The following are the key components in this blueprint:
- NVIDIA Nemotron Speech ASR & TTS: High-performance streaming speech recognition and multilingual text-to-speech synthesis.
- NVIDIA Nemotron LLMs: State-of-the-art LLM models engineered for real-time conversational use cases.
- Pipeline Orchestration: Built on top of the Pipecat framework with WebRTC transport, enabling low-latency real-time voice communication and speculative speech processing capabilities.
Check the following requirements before you begin.
This blueprint requires 2 NVIDIA GPUs (Ampere, Hopper, Ada, or later).
- GPU 0: For running NVIDIA Nemotron Speech ASR (Automatic Speech Recognition) and TTS (Text-to-Speech) models.
- Total VRAM required for ASR and TTS models: 48 GB
- GPU 1: For running NVIDIA LLM NIM.
- Nemotron 3 Nano 30B A3B: 48 GB VRAM
- Llama 3.3 Nemotron Super 49B v1.5: 80 GB VRAM
- NVIDIA NGC: Valid credentials for NVIDIA NGC. See the NGC Getting Started Guide.
- NVIDIA API Key: Required for NVIDIA NIM models and NGC container images. Get yours at build.nvidia.com.
- Docker: With NVIDIA GPU support installed.
- NVIDIA NIM: Required for running NVIDIA NIM models. See the NVIDIA NIM Getting Started Guide.
Start the application following these steps.
-
Clone the repository and navigate to the root directory and copy the example environment file .env.example to the root directory.
git clone git@github.com:NVIDIA-AI-Blueprints/nemotron-voice-agent.git cd nemotron-voice-agent git submodule update --init cp config/env.example .env -
Set your NVIDIA API key as an environment variable:
export NVIDIA_API_KEY=<your-nvidia-api-key>
-
Login to NVIDIA NGC Docker Registry.
export NGC_API_KEY=<your-nvidia-api-key> docker login nvcr.io
-
Deploy the application.
docker compose up -d
Note: Deployment may take 30-60 minutes on first run.
-
Enable microphone access in Chrome before opening the app in the browser.
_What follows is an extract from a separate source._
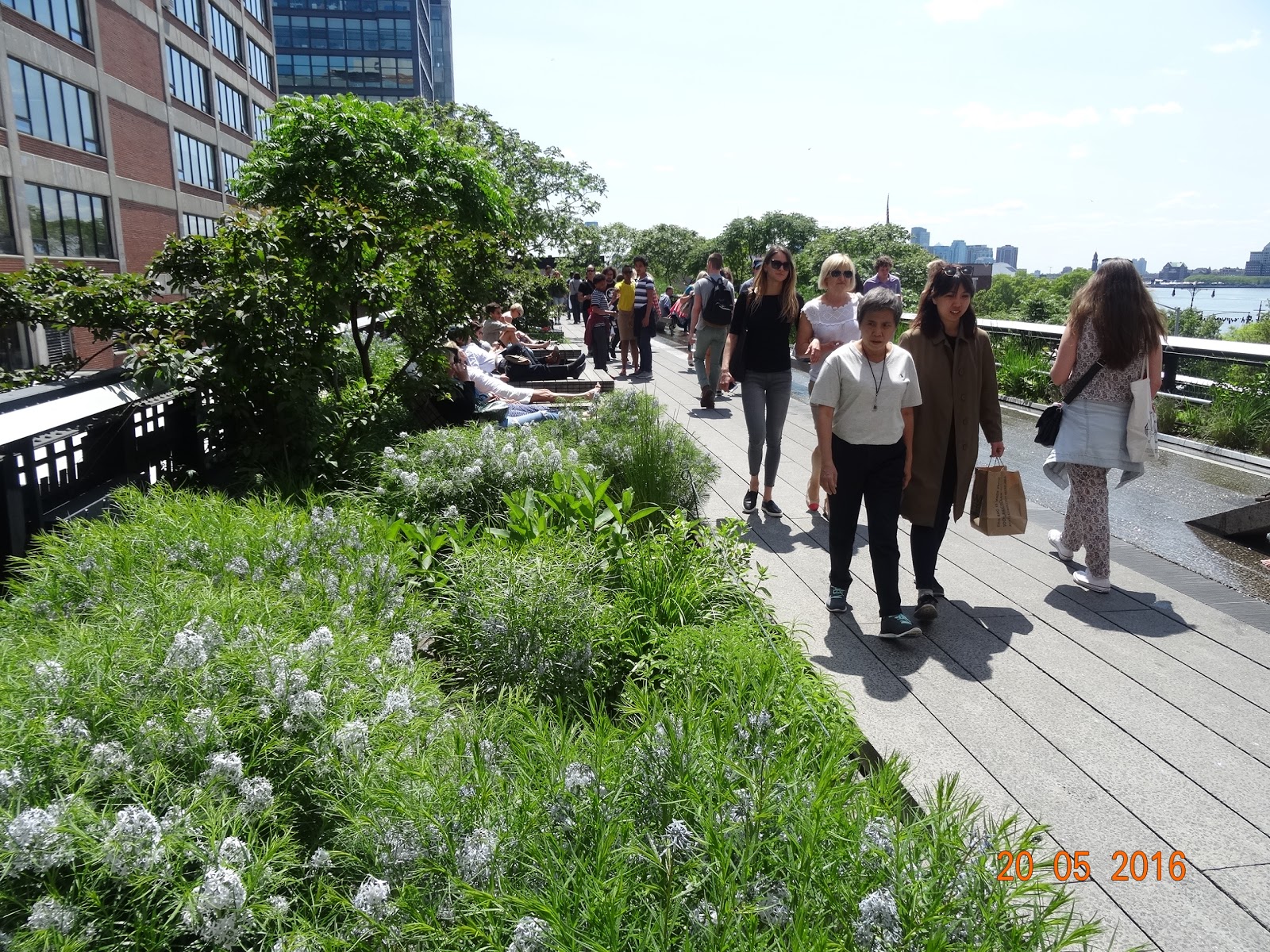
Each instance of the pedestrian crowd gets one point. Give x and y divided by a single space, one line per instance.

Go to
chrome://flags/, enable "Insecure origins treated as secure", addhttp://<machine-ip>:9000to the list, and restart Chrome.Note: If this step is skipped, the UI may show
Cannot read properties of undefined (reading 'getUserMedia')error.The UI might also get stuck or fail to access the microphone if you connect remotely (e.g., via public IP or cloud) and a TURN server is not configured. If you need to access the application from remote locations or deploy on cloud platforms, configure a TURN server—see Optional: Deploy TURN Server for Remote Access.
-
Access the application at
http://<machine-ip>:9000/Tip: For the best experience, we recommend using a headset (preferably wired) instead of your laptop's built-in microphone.
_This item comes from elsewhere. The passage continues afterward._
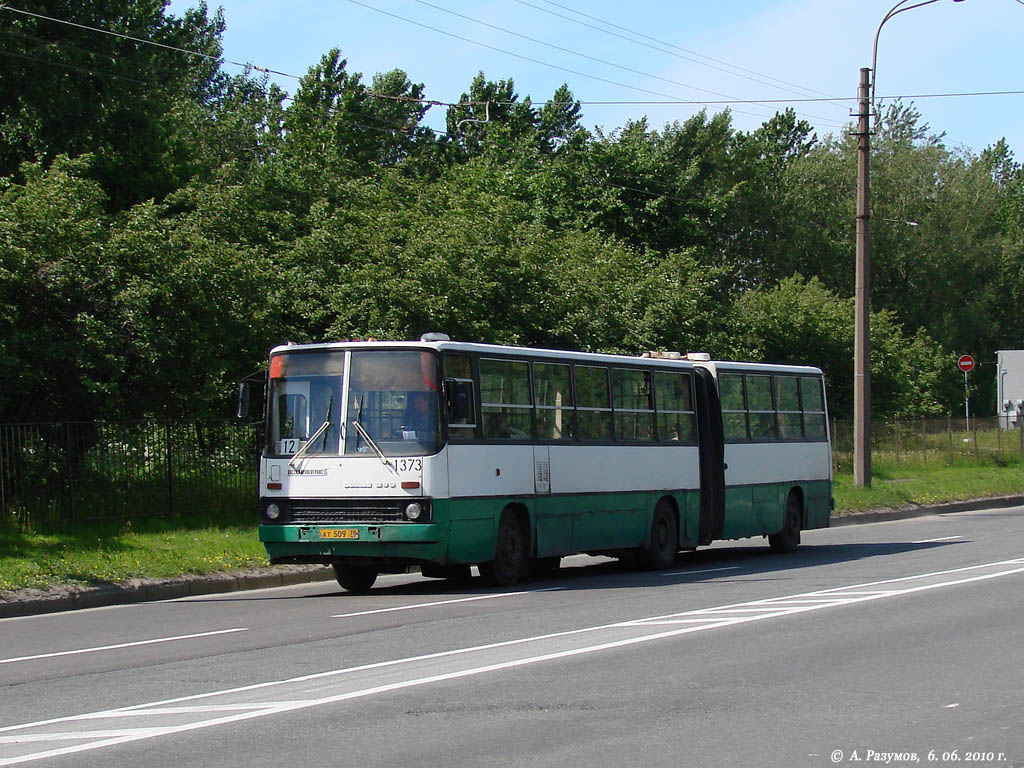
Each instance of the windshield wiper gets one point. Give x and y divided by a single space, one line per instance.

For detailed setup instructions and troubleshooting, proceed to Getting Started Guide.
This repository includes AI agent skills for deployment assistance. Install them for your coding agent with:
npx skills add .| Type | Guide | Description |
|---|---|---|
| Tutorial | Getting Started | Full deployment guide with prerequisites, GPU setup, and step-by-step instructions |
| How-to | Configuration Guide | Configuration guide on the .env file depending on various use cases |
| How-to | Enable Multilingual Voice Agent | Enable multi-language conversations with automatic language detection |
| How-to | Jetson Thor Deployment | Edge deployment guide for NVIDIA Jetson Thor platform |
| How-to | Tune Pipeline Performance | Reduce latency with speculative speech and other performance settings |
| Explanation | Best Practices | Production deployment, latency optimization, and UX design guidelines |
| Reference | NVIDIA Pipecat | Overview of Pipecat services and processors for voice AI pipelines |
| Reference | Evaluation and Performance | Accuracy benchmarking and latency/perf tests |
This NVIDIA AI BLUEPRINT is licensed under the BSD 2-Clause License. See LICENSE for details. This project may download and install additional third-party open source software and containers. Review the license terms of these projects in third_party_oss_license.txt before use.